Hands up if you remember this. This is a screenshot of Blogger nabbed from the Wayback Machine, back when blogs were the exciting new thing, when Blogger was cool. This particular front page dates from February 2001, but Blogger was around long before that.
This was before social media, before WordPress, before Facebook. Before Amazon was a big deal. Google existed, but no-one knew what it was going to become. This was when people still sniggered at Mac users. Before most of the internet as we know it today.
Do you remember how Blogger actually worked?
You handed over your FTP username and password to them, then used their web interface to add new posts, which got wrapped up in templates they’d provided and you had probably messed with, and the whole lot got pushed over to your server. A security nightmare, by today's standards.
But I used it and I loved it. Lots of people did. Even today, I kind of miss it. (I know it still exists, but that insecure do-all-the-FTP-hard-work-for-me feature died a long time ago.)
How about this? Hands up if you ever used Greymatter.

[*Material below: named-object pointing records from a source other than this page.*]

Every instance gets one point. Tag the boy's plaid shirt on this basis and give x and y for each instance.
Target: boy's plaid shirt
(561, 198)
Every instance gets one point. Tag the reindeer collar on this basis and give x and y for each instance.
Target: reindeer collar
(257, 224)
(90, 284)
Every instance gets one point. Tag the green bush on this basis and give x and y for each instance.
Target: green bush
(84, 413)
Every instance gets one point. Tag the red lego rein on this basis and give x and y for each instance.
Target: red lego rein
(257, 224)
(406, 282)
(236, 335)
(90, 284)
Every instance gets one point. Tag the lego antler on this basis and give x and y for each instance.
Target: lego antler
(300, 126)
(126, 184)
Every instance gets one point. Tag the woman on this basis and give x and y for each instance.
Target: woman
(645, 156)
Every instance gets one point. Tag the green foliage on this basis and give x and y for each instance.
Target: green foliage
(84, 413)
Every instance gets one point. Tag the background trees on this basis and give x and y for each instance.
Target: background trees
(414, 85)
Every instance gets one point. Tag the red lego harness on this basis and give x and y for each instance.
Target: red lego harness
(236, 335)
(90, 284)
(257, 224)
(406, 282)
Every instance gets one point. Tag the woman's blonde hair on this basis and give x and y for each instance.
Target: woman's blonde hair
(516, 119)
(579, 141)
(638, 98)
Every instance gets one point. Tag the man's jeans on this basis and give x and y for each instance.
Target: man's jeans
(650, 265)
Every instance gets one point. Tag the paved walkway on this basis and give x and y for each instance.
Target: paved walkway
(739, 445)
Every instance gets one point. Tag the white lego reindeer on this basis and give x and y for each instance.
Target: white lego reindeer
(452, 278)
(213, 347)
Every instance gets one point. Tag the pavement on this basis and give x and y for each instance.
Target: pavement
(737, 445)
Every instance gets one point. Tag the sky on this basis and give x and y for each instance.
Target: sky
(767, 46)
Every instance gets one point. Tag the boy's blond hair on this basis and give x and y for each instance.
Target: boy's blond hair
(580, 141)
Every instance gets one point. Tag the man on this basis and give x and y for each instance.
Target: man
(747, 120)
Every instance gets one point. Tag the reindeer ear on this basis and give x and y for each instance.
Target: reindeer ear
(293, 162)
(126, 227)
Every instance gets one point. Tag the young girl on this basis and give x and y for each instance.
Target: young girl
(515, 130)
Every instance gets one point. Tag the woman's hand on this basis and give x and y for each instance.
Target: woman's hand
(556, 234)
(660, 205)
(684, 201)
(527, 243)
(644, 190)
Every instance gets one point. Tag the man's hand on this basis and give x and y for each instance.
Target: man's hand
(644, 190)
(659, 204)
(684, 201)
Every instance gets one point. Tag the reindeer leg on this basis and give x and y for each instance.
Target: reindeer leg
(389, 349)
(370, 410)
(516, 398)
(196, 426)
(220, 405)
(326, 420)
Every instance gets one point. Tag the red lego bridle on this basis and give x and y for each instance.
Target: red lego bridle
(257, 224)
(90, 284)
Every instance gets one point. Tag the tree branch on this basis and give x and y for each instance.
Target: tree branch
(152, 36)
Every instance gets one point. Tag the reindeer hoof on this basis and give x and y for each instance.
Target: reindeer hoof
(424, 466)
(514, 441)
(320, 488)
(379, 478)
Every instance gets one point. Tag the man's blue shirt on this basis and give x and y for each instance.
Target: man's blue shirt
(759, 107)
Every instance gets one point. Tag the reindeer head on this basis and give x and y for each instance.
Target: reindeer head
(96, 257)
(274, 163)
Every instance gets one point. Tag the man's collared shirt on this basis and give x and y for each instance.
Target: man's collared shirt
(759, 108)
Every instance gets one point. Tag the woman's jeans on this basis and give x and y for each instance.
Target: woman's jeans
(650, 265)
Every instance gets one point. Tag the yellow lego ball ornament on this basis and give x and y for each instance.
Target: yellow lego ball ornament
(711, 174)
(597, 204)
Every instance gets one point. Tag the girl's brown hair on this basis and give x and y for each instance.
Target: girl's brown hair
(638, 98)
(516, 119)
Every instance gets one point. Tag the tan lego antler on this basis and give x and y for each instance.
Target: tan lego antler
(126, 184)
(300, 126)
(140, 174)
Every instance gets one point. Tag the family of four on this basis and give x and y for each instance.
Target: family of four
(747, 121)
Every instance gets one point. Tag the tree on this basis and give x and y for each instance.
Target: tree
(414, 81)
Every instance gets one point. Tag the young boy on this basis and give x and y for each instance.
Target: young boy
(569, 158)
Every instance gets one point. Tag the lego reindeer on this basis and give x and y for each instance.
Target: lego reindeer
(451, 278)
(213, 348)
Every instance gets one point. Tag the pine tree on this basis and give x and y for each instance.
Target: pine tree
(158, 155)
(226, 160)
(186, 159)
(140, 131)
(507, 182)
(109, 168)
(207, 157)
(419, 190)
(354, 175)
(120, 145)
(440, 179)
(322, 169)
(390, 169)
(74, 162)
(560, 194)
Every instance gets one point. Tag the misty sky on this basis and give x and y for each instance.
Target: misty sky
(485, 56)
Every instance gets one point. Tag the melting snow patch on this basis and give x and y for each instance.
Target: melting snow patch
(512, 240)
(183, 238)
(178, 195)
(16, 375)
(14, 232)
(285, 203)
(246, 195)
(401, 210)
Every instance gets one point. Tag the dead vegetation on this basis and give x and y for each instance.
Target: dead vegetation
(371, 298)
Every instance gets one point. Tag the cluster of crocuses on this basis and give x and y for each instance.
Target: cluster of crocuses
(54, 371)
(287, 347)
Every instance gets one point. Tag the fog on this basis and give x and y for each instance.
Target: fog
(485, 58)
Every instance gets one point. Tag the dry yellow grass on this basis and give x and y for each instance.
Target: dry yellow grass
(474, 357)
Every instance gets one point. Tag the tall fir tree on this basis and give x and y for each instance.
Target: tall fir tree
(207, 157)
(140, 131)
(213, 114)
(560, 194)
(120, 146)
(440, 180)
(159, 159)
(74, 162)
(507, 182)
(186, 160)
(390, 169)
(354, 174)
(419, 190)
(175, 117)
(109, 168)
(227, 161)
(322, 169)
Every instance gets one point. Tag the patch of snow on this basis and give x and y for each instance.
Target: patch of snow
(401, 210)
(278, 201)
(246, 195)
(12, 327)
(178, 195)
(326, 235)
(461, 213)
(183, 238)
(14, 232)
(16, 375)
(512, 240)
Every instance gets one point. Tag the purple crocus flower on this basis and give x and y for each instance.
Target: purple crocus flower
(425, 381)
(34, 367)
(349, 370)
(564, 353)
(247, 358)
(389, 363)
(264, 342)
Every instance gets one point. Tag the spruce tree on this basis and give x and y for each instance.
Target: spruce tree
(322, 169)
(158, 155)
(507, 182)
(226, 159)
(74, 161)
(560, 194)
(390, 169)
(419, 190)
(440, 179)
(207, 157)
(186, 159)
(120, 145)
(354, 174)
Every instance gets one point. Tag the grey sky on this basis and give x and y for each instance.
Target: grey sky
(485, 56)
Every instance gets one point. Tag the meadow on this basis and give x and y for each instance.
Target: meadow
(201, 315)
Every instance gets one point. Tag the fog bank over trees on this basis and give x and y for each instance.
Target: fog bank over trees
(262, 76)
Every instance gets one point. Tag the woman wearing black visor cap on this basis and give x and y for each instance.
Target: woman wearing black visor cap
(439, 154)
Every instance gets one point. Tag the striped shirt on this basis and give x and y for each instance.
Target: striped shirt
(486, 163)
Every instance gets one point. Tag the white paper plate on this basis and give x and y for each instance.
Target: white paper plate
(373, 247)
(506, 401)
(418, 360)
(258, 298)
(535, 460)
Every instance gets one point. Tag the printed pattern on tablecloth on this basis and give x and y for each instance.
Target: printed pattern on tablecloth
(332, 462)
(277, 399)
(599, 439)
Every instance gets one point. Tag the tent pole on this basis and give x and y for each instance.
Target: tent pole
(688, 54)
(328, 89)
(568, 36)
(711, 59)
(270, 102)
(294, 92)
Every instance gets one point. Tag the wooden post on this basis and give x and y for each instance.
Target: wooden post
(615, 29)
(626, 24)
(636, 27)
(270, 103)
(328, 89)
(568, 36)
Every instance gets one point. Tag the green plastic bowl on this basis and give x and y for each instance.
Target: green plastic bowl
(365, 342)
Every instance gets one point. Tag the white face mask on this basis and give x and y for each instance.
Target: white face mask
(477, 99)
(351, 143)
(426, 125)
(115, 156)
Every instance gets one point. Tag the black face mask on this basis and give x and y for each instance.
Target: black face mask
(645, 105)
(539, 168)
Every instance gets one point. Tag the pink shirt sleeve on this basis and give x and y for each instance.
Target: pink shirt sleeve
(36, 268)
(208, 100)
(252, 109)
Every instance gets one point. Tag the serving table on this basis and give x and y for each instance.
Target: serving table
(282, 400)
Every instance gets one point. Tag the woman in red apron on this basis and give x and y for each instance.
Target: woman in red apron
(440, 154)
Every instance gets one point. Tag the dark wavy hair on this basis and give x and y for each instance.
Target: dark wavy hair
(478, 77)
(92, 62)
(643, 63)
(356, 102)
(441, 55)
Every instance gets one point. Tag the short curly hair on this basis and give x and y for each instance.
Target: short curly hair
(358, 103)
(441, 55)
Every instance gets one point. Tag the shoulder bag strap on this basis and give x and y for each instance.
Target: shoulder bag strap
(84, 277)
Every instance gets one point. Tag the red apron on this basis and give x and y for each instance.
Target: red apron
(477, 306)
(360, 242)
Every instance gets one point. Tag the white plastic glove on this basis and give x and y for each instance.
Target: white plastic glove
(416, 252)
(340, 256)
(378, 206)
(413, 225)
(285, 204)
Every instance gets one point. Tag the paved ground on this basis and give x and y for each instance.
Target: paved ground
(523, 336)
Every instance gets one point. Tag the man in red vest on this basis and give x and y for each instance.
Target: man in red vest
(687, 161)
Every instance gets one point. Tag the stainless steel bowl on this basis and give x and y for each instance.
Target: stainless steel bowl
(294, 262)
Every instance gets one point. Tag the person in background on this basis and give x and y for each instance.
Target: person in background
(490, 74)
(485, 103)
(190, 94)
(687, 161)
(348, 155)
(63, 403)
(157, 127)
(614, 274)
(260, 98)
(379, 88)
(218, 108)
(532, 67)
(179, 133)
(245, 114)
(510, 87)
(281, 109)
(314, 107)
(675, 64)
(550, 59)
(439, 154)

Greymatter was the WordPress of its day. In fact, it inspired the early work on the thing that became WordPress. Without Greymatter, the internet might look like a very different place today.
It was easy to use - you downloaded some PHP files, edited some parameters, then uploaded them all to your server. Boom! You had a web interface into which you could add new posts, edit old ones, manage your archives, and so on. Greymatter was way ahead of its time. Noah Grey was kind of a genius. He still is.
By any reasonable standards, I’m an idiot.
I’m an idiot for many reasons, but the main one is that every time one of these brand new methods of blog editing and managing came along, I switched to it. I was never satisfied with what I had. I always thought the grass would be greener. I can’t remember the order that I tried them all in, but I tried them all: Blogger, Greymatter, Tumblr, Diaryland (aka PITAS), WordPress hosted, WordPress self-hosted, you name it, I tried it.
I turned my blog into a mailing list. For a couple of days, it was a wiki.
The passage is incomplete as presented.